Dosh clung to the thought that Tion the Youth was evil incarnate. Whatever he wanted was wrong, wrong! To escape by force was impossible, so deception was the only alternative.
"What message should I deliver then?"
"Let's see. You could tell them that D'ward says Thargians are cowards. You could tell them he's calling Ephor Kwargurk a turd in a tin tankard." The boy chuckled and then his eyes narrowed. "Don't try to fool me, love. You never could before, and you're terribly confused at the moment. D'ward is just another sorcerer, like me. That invisible god he's invented doesn't exist. D'ward doesn't even believe in him himself."
"That's not true! You're lying. You're on Zath's side!
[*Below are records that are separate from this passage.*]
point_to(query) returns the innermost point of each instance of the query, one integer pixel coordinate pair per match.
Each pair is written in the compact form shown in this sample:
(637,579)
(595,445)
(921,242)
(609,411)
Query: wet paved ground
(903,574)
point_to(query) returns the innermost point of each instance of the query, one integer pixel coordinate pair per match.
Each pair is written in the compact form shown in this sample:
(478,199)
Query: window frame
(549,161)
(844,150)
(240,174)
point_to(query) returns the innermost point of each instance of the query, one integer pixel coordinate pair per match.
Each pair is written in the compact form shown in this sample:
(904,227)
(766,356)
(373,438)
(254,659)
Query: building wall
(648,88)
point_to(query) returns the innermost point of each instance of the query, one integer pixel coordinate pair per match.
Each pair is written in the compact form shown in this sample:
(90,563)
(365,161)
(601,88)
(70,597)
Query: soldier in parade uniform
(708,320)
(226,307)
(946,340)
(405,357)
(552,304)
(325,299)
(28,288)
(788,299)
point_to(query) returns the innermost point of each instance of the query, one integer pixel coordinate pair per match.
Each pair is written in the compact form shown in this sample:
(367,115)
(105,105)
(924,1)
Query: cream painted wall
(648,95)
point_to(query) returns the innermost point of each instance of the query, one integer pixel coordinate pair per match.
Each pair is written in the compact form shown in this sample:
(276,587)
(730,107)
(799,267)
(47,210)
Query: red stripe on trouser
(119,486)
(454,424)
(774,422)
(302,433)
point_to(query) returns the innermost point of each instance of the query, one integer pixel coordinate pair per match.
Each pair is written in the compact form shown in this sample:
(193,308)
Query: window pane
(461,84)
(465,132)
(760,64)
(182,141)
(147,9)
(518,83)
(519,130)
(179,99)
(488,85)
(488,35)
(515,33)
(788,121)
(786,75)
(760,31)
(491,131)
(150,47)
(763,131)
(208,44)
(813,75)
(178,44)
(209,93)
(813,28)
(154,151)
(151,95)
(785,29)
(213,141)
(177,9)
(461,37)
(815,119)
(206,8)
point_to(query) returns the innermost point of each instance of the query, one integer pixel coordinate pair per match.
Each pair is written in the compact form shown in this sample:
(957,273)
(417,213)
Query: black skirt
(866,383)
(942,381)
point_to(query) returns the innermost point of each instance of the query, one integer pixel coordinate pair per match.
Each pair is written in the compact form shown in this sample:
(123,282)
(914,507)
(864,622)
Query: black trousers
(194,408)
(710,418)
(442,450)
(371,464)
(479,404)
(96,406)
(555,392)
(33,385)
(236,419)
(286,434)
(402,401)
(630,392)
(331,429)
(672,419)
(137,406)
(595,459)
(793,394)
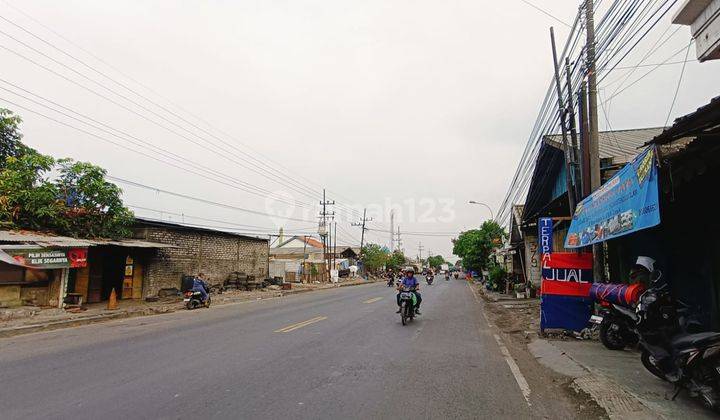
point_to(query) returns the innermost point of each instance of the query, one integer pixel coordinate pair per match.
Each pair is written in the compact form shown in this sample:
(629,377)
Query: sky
(417,106)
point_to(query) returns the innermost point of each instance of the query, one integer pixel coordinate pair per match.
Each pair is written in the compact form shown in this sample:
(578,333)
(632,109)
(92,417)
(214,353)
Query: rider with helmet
(413,285)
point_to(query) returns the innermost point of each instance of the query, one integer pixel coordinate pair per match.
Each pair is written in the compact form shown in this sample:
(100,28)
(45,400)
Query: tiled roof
(619,144)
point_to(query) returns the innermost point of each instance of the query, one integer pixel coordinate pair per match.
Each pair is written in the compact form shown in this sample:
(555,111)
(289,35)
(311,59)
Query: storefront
(36,275)
(45,270)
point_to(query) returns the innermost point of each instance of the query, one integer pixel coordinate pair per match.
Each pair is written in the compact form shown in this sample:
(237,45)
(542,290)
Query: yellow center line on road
(299,325)
(373,300)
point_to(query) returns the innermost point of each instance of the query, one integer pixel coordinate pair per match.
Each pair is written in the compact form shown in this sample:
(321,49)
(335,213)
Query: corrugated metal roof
(45,239)
(620,145)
You want D'ward to die!"
The kid sighed, fluttering his long lashes. "No, love, no! You're wrong again. I am on D'ward's side, believe me! I always was. I had him in my power years ago and I let him go. Didn't you know that? I set you to spy on him, but just out of curiosity. I never tried to stop him, did I?"
Dosh moaned, unable to speak. His mind was whirling like a moth as it tried to find some way out of this. His efforts to pray were being choked off by all those ghastly memories bubbling up in his mind. D'ward had told him many times that the Youth was crazy. He'd said so to Visek, and they hadn't denied it.
"So you see," Tion said, "I really do want to see that horrible Zath dead, and this is the only way to do it. D'ward himself still isn't strong enough. He has to do one of two things. Either he lets the Thargians kill the Free, or he gets help from me and the others—all of us, the Five he has been slandering so nastily. I'd gladly help him, truly I would, but I won't dare to, because I know that the others won't. It would take all of us, all Five together and all our flunkies as well. And that won't ever happen, because none of us trusts the others enough. Somebody would be sure to break faith and help Zath, and then Zath will win."
He reached up a hand to stroke Dosh's cheek. Dosh jerked his head away and banged it on a branch hard enough to make stars fly in front of his eyes.
The boy tweaked Dosh's beard playfully. "You can guess what Zath will do then! It's called the Great Game, lover. The secret is to always choose the winning side, and D'ward isn't the winning side."
"You're lying!"
"No, Dosh, dear, I'm not. So I'm not going to let you deliver that message. We're going to let the Thargians think he meant what he said the first time. The silly boy changed his mind, but they're not going to hear that. You won't understand, but this way D'ward may just have a chance without our help. Zath will outsmart himself, and that will be a very elegant solution."
Dosh tried to lunge past. The kid caught him with one hand and held him like a steel bracket, so his feet shot out from under him and he thought his arm had been jerked from its socket. Tion supported the weight without even tensing his slender muscles. Dosh regained his footing and swung a punch at the beautiful face. He howled as his fist cracked into something as hard as a stone wall. Tion apparently felt nothing at all.
"Oh you do want to play rough games?" He glanced up at the sky and frowned. The light was fading fast as a stain of black spread over Trumb's great disk. Stars were returning.
"Well!" the sorcerer muttered. "Now that's interesting!"
Dosh squirmed, trying to pry the slender fingers loose and failing utterly. Tion ignored him, apparently staring at the eclipse.
"Very interesting! That changes things." The sorcerer chuckled. "All right, Dosh. You go and deliver your message. Stop the massacre if you can."
With that he vanished, fading away even faster than the green moon.